Bir sürü yanlışla, hileyle yapılan proje, köylülerden gizli hazırlanmış, Ahmetler’e ve diğer ilgili taraflara haber verilmeden onaylanmıştı. HES şirketi kanyona şantiye kurmak için sayısız girişimlerde bulunmaya başladığında öğrendiler gerçeği. Bir devletin kendi insanına yapabileceği en büyük saygısızlık bu olmalıydı. Mahkemeye yapılan itiraz ise “60 günlük zaman aşımı” nedeniyle reddedildi. Bunu öğrendiğimizde: “Hakkın hukukun zaman aşımı mı olur?” diye bütün dünyaya haykırdık.
KANYON YOKSA AHMETLER DE YOK!
Bu proje; 700 yıllık bir köyün içme ve sulama suyu kaynaklarını, hayvancılığını, tarım alanlarını, turizm gelirlerini, kısaca geleceğini tehdit etmekteydi. Fakir bir orman köyü olan Ahmetler’in ilerde yapılacak yatırımlarla geliştirilecek olan turizm gelirleri ellerinden alınmak istendi. Bu kanyon ve buradan akan sular ellerinden alınırsa biliyoruz ki Ahmetler de yok olacaktı.
HES ŞİRKETİ KÖYLÜLERE SİLAH SIKTI
HES şirketi ısrarla iş makinelerini kanyona sokmaya çalıştıysa da her defasında köylüler buna izin vermedi. Ahmetlerliler, kendilerini bekleyen tehlikenin farkına vardı; komşu köylerin, medyanın ve kamuoyunun desteğiyle kanyona sahip çıktı.
Bu süreçte şirket silahlı adamlarıyla köylülere silahla saldırıp üstlerine iş makineleri de sürünce Ahmetlerliler kanyonda HES Çadırı kurdular ve nöbete başladılar. 2013’te büyük sosyal olaylara sahne olan kanyonda, köylüler, şirketin adamları tarafından dört kere silahlı saldırıya uğradılar, üstlerine iş makineleri sürüldü, coplandılar, biber gazı yediler, iş makinelerinin önüne yatan kadınları gördük, yaralandılar ama yılmadılar, tek yumruk oldular; yağmur çamur, sıcak soğuk demeden kanyonu beklediler ve şirketi kanyona sokmadılar.

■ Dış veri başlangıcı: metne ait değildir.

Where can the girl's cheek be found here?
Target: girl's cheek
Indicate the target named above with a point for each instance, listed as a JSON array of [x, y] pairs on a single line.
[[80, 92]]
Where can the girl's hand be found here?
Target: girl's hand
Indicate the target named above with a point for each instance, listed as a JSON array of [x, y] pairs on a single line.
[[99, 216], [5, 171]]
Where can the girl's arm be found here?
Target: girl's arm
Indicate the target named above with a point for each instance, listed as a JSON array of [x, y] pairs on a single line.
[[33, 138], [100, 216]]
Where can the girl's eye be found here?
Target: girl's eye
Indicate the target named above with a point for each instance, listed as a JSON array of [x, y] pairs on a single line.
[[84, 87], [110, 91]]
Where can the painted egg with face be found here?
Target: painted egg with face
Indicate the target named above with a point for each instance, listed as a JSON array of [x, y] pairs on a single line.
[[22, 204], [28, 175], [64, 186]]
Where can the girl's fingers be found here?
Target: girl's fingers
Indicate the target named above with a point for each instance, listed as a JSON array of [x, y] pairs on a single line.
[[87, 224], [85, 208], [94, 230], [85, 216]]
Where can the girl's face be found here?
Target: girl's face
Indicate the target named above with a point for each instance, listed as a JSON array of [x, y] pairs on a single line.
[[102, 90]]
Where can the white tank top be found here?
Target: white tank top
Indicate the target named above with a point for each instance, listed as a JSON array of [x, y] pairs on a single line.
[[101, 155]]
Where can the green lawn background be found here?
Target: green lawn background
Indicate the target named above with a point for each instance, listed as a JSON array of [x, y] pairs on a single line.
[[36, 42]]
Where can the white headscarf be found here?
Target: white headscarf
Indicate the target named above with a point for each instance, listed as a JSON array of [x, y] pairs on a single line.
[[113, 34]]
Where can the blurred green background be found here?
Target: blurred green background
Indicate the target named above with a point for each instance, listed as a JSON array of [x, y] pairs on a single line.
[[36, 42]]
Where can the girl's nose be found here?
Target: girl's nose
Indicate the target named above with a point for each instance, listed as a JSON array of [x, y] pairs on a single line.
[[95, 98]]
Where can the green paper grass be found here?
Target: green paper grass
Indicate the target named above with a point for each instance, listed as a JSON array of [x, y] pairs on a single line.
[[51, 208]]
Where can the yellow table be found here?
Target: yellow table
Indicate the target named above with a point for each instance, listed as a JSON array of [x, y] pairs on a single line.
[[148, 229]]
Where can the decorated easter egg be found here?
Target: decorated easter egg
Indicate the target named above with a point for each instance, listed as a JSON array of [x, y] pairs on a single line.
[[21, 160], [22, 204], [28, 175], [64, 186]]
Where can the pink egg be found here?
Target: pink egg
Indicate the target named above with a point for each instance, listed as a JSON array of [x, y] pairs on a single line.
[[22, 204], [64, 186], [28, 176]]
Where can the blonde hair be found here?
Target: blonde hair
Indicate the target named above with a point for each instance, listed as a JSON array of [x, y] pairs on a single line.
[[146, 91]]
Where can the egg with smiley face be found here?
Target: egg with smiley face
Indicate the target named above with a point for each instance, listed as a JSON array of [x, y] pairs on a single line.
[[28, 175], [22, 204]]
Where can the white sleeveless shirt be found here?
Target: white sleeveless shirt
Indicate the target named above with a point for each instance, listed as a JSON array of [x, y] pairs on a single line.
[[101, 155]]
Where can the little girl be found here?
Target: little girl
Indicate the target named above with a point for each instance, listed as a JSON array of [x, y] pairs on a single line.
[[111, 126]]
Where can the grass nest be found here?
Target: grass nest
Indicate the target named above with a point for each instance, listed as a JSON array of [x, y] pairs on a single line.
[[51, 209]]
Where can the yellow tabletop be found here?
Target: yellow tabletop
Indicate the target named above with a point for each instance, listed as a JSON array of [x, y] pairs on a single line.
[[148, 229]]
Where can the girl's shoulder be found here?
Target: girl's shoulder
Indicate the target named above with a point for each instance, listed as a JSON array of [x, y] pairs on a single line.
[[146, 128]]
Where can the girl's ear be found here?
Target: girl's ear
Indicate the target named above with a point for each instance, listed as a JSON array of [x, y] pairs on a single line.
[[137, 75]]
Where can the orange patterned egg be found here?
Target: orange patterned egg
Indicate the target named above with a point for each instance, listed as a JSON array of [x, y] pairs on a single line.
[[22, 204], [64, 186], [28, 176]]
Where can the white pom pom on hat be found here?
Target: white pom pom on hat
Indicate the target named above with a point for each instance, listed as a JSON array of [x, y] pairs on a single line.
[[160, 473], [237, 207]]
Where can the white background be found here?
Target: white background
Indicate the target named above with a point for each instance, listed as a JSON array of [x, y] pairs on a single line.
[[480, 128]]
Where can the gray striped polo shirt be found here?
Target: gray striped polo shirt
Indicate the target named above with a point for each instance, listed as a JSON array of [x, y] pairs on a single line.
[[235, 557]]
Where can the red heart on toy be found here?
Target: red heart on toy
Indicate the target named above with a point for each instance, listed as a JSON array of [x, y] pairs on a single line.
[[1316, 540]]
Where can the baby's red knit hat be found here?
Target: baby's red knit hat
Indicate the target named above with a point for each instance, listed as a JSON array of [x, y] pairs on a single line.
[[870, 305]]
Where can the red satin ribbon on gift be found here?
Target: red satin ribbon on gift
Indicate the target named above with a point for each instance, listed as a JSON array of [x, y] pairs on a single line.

Köylüler nöbete başlayınca kanyona büyük bir Jandarma birliği geldi. Başlangıçta Jandarma komutanları şirkete destek görüntüleri vererek köylüye karşı sert tavır takındılar. Ancak köylüler Jandarmanın şirkete verdiği gizli desteği deşifre edince Jandarma tavır değiştirdi, doğrudan müdahale etmedi ve sadece kanyona gizlice sokulan iş makinesini korumak için bekleme görevi yaptı. Jandarmanın şirketten yana tavır alması köylülerin gönlündeki asker sevgisine gölge düşürünce biz de “Kimsenin, halkın askerine olan güvenini bir şirket adına kaybettirmeye hakkı yok” dedik. İşte bu bir kırılma noktası oldu. Asker tarafsızlaştı; zamanla köylünün haklılığı ve kararlılığı herkesi ve doğal olarak da resmi makamları daha ciddi düşünmeye sevk etti.
-
Kanyondaki olaylar sırasında köylülerden biri: “Biz Antalya’nın zencileriyiz” diye haykırmıştı. Bu bir sahipsizlik duygusu, hayal kırıklığı ve güvensizlikti.
-
Bir başkası; “Burası bizim Çanakkale’miz” dedi; bu inançtı.
-
Diğeri; “Hepimizi öldürün de tarihe geçin” diye bağırdı; bu kararlılıktı.
-
“İkinci Kurtuluş Savaşımız” diyen de oldu, bu umuttu.
-
Kulağımla duydum; “Bu HES için 30 yıldır konuşmadığım adamlarla barıştım” diyenler de vardı. Bu da birlik ve dayanışmaydı.